Imran Khan

Personal information
- Full name: Mohammad Imran Khan
- Born: 10 September 1973 (age 52) Rawalpindi, Punjab Pakistan
- Batting: Right-handed
- Bowling: Right-arm fast-medium

Domestic team information
- 1994–2000: Agriculture Development Bank of Pakistan

Career statistics
| Competition | FC | LA |
| Matches | 5 | 13 |
| Runs scored | 23 | 134 |
| Batting average | 3.28 | 19.14 |
| 100s/50s | 0/0 | 0/0 |
| Top score | 7 | 44 |
| Balls bowled | 54 | 6 |
| Wickets | 0 | 0 |
| Bowling average | n/a | n/a |
| 5 wickets in innings | 0 | 0 |
| 10 wickets in match | 0 | 0 |
| Best bowling | 0/12 | 0/11 |
| Catches/stumpings | 2/– | 6/– |
- Source: CricketArchive, 9 December 2014

= Imran Khan (cricketer, born September 1973) =

Pakistani cricketer (born 1973)

Mohammad Imran Khan (born 10 September 1973) is a former Pakistani cricketer who played first-class and limited-overs matches for Agriculture Development Bank of Pakistan (ADB) from 1994 to 2000.

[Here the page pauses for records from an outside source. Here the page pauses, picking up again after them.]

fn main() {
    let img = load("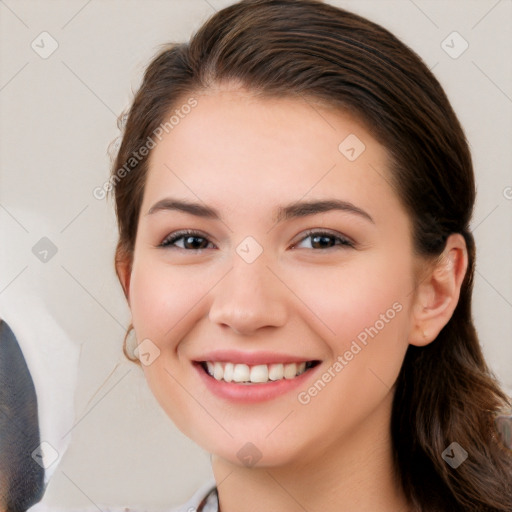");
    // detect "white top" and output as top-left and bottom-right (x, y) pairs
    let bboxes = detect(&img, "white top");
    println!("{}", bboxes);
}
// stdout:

Born in Rawalpindi, Imran made his first-class debut for ADB in October 1994, during the 1994–95 season of the BCCP Patron's Trophy. On debut against Pakistan International Airlines, he opened the bowling with Pakistan international Manzoor Elahi, but bowled only four overs in the innings. A right-arm fast-medium bowler and lower-order batsman, Imran played twice in the following season's Patron's Trophy, but bowled only five overs across the two matches. Later in the season, he also appeared in the limited-overs Wills Cup, debuting against Karachi Whites in December 1995. He was rarely used as a bowler, bowling only a single over in five matches, but was more successful while batting, finishing with an average of 43.00 from four innings after being dismissed only once.

Imran played only a single Wills Cup match during the 1996–97 season, and a single Patron's Trophy match during the 1997–98 season. His final first-class match came in October 1999, against Rawalpindi in the 1999–2000 season of the Quaid-i-Azam Trophy. He scored seven runs in the ADB's only innings, which was to be his highest score at that level – Imran finished his first-class career with only 23 runs from eight innings, for an average of 3.28. Imran's one-day career persisted until March 2000, with irregular matches in the Tissot Cup (the renamed Wills Cup) and the National Bank of Pakistan Cup. In several of those, he appeared as a middle-order batsman, batting as high as fifth in the batting order. He finished his list-A career with a batting average of 19.14, with his highest score, 44 runs, made against Sargodha in April 1999.